Wilmington serves as an inspiration, and he uses his art and ingenuity to give back to the community.

“I want Wilmington to be a part of the story,” he says. “I want people to feel a sense of pride that they got a chance to be a part of all this.”

Van Meter has been using the shutdown as an excuse to work on a garden space. When complete, it will feature a putting green, seating for guests, kombucha tea, and a few surprises he has yet to unveil.

“It’ll be a downtown jam for sure, once I’m done with it,” Van Meter says with a childlike grin.

He also regularly produces animations and a steady flow of original art that can be found on Instagram.


The renaissance is alive and well in the work of Peta Wanliss. No detail is spared in her intricate renderings that blend the magical and the real into striking paintings that captivate the viewer. Every inch of Wanliss’s canvases is covered with ornate surprises.

At 23, Wanliss is at the beginning of what looks to be a very promising career. She has already established herself as a skilled painter, muralist, and comic book artist. She has no classical training, but it’s not evident from the work she creates. While her pieces often have magical themes, the paintings themselves are well-oiled machines, complex equations of composition, color, and linework. Her dedication to her craft serves as an example to her generation of just how far patience and hard work can get you.

Originally from Jamaica, Wanliss now lives in downtown Wilmington where she is heavily involved in the art and comic book community.

“My dream is to be a professional artist and to make a name for myself in the art world,” Wanliss said. “I would like to influence my generation to reach their fullest potential, but I know I have a long way to go.”

Inktober Rules

1 Make a drawing in ink (you can do a pencil under-drawing if you want).

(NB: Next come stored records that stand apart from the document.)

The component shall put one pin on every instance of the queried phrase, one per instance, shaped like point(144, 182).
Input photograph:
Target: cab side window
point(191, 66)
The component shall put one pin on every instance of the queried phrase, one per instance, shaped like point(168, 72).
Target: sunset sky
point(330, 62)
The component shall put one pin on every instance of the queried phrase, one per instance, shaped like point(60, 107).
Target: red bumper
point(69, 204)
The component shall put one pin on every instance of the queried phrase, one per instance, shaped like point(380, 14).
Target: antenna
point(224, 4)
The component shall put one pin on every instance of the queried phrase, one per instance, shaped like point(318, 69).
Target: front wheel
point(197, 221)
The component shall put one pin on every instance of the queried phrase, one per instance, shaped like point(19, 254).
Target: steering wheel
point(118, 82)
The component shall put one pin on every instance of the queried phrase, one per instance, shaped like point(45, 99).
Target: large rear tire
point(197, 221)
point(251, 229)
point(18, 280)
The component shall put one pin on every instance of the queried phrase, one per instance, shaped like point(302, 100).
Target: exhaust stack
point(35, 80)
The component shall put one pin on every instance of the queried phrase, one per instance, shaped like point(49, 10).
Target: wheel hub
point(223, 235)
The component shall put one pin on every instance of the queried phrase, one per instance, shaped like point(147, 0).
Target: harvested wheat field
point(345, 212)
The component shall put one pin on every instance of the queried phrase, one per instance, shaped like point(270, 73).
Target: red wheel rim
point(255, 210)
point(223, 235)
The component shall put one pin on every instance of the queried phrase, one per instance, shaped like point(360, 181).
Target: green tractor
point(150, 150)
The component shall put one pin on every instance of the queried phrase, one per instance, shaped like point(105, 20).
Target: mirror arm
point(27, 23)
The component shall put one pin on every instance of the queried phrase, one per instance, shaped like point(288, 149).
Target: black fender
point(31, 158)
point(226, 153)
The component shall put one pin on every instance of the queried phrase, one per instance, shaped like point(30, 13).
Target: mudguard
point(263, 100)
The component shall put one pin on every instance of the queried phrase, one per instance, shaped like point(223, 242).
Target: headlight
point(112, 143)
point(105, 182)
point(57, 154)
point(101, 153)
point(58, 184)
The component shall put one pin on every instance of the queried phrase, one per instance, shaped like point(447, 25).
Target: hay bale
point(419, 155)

2 Post it… on any social media account you want or just post it on your refrigerator. The point is to share your art with someone.

3 Hashtag it with #inktober and #inktober2020.

4 Repeat.

You can do it daily, or go the half-marathon route and post every other day, or just do the 5K and post once a week. Whatever you decide, just be consistent with it. Inktober is about growing and improving and forming positive habits, so the more you’re consistent the better.

Optional: Go to the inktober website to see their official ‘prompt list’ to inspire your daily drawings.

That’s it! Now go make something beautiful.